The eye-popping 7,657-square-foot space, with floor-to-ceiling windows looking onto the Willamette River, was once home to the most high-profile flop in Portland dining history: Lucier. Investors sank $4 million into the operation, which was universally panned and then closed just seven months after it opened in 2008. Successive ventures there in the decade since have also collapsed.
Dough Zone, a Seattle dim sum darling with its first Portland outpost, must have come in with some industrial-sized sage sticks: Early on, it seems to have what it takes to lift the yearslong funk at 1910 S River Drive.
It starts with that huge main room, designed with sleek lines, wood-paneled walls and dramatic, spiraling light fixtures. It’s an environment suited for a $200 prix fixe meal, but instead menu items run about $6 to $12, making it an uncanny cafeteria.
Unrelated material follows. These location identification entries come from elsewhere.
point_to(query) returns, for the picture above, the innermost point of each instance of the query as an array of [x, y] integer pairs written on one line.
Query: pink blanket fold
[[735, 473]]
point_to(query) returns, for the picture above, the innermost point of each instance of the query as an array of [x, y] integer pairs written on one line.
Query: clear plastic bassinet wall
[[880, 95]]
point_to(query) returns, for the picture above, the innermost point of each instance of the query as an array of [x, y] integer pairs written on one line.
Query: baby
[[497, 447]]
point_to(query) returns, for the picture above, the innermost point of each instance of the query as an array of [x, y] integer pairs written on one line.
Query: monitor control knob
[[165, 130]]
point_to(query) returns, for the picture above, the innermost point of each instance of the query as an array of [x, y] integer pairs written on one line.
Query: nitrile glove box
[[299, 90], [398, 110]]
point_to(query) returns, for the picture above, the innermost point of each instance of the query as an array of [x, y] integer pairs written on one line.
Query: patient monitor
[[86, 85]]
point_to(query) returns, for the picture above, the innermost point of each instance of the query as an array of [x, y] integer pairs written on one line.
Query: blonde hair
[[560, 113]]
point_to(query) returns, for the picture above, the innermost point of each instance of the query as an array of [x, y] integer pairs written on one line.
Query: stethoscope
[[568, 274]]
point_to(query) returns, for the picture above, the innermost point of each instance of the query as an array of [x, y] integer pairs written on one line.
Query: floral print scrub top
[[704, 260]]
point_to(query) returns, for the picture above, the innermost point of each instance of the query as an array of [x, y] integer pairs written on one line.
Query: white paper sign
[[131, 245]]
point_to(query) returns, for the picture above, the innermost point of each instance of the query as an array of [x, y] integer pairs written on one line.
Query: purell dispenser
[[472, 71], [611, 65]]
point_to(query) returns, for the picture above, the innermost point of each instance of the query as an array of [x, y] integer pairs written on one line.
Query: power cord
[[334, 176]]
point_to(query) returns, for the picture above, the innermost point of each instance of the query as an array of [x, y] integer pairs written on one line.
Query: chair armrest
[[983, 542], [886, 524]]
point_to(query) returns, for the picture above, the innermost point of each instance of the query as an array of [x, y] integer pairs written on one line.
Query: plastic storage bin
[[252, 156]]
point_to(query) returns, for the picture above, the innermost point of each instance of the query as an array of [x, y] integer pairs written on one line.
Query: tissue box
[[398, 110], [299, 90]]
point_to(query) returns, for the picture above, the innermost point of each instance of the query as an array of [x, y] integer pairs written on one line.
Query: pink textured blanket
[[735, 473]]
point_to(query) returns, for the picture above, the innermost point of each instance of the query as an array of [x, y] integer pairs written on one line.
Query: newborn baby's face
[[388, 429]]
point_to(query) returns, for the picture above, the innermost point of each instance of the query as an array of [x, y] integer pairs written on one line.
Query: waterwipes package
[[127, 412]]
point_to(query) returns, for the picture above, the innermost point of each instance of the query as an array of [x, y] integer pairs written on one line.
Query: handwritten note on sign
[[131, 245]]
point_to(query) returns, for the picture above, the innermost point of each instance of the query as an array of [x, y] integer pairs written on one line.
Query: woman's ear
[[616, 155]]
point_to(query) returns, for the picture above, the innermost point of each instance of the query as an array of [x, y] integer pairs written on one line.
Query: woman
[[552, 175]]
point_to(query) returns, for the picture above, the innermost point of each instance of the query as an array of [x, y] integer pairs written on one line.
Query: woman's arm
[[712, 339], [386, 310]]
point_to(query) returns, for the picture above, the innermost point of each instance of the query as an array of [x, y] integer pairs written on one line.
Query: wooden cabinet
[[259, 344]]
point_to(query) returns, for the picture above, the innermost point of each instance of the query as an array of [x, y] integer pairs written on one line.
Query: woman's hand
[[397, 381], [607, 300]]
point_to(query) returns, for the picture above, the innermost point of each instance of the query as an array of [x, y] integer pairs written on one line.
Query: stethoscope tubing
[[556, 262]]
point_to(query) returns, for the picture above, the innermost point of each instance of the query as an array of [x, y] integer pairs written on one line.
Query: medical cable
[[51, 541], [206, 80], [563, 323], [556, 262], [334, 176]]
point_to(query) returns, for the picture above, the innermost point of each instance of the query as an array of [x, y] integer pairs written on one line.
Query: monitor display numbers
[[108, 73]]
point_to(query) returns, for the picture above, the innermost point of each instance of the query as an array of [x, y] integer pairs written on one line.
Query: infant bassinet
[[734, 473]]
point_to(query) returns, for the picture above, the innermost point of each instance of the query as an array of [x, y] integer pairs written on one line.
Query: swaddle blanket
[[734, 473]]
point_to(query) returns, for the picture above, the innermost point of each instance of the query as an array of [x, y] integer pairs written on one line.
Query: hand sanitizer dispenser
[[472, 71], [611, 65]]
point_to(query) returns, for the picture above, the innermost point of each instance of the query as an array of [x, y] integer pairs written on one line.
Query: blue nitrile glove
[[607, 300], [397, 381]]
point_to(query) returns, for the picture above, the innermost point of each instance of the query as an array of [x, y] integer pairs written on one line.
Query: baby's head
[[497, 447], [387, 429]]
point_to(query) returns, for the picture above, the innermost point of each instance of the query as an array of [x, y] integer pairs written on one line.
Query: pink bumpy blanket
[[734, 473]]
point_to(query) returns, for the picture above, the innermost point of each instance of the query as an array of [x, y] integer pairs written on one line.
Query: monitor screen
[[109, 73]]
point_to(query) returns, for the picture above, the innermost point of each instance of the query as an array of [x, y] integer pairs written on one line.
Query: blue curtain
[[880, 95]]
It’s best if you keep in mind that this is still a casual business—a place to go with friends and order a smorgasbord. Fill a table with spicy beef pancake rolls, flaky grilled dough wrapped around shredded beef and lettuce that’s somehow hearty and light, and throw in some Berkshire-Duroc pork-and-shrimp steamed dumplings, which arrive six to a steamer with the shrimp tails emerging from the chewy dumpling wrapper like a sail.
You’ll need to learn how to properly time your first bite into Dough Zone’s signature Q Bun ($8.95 for four). Steamed and then pan fried till crispy on the bottom, the bao contains pork and juices similar to a xiao long bao: If you sink your teeth in too soon, you’ll burn your mouth; wait too long and that juicy goodness is absorbed by the dough. Get it right and you’ll have one of your best bites of the day.
Dumplings, overall, are the star, from a succulent chicken pot sticker with a crispy laced bottom (don’t go for its veggie counterpart, which was sadly bland), to classic wontons in chile oil that hit the right textural mark, if not quite reaching a level of true spiciness. The xiao long bao are the best deal in the city: Score an order of six for $7.95. They are well seasoned, filling, and not too chewy. Do others do it a smidge better? Sure, but Dough Zone is a worthy entry to Portland’s growing XLB market.
Make sure to adequately tour the menu’s other offerings. A spiralized sweet-and-sour cucumber appetizer ($5.75) is a refreshing counterpoint to the heavier stuff, and lightly blanched broccoli with a seafood sauce for dipping ($5.95) was strangely simple yet compelling. Dan dan noodles with pork ($6.25) and the cold Szechuan noodles ($6.25) are both solid; again, neither is spicy enough, yet they are flavored well otherwise and perfectly chewy. Skip the underseasoned kale salad ($5.95) with thick stems left in the mix, as well as the zha jiang mian ($6.50), an underwhelming bowl of boiled noodles and veggies.
Still, even the misses so far at Dough Zone feel low stakes thanks to the low prices; go a few times and find your own personal favorites. Take a walk on the waterfront while you inevitably wait (this place is popular) for a table. Food will arrive fast and piping hot; finding someone to flag down to pay your check will take several minutes. Get a milk tea to go.
In cities that revere both Dough Zone and Taiwanese behemoth Din Tai Fung, there’s a spirited debate about which is better. With plans for DTF (now with a location in Tigard’s Washington Square) to open a massive 11,000-square-foot restaurant in Pioneer Place, we’ll soon be spoiled by the riches of downtown dumplings from both businesses. I’m personally looking forward to hanging with the ghosts of dim sum future.
EAT: Dough Zone, 1910 S River Drive, 503-446-3500, doughzonedumplinghouse.com. 11 am-10 pm daily.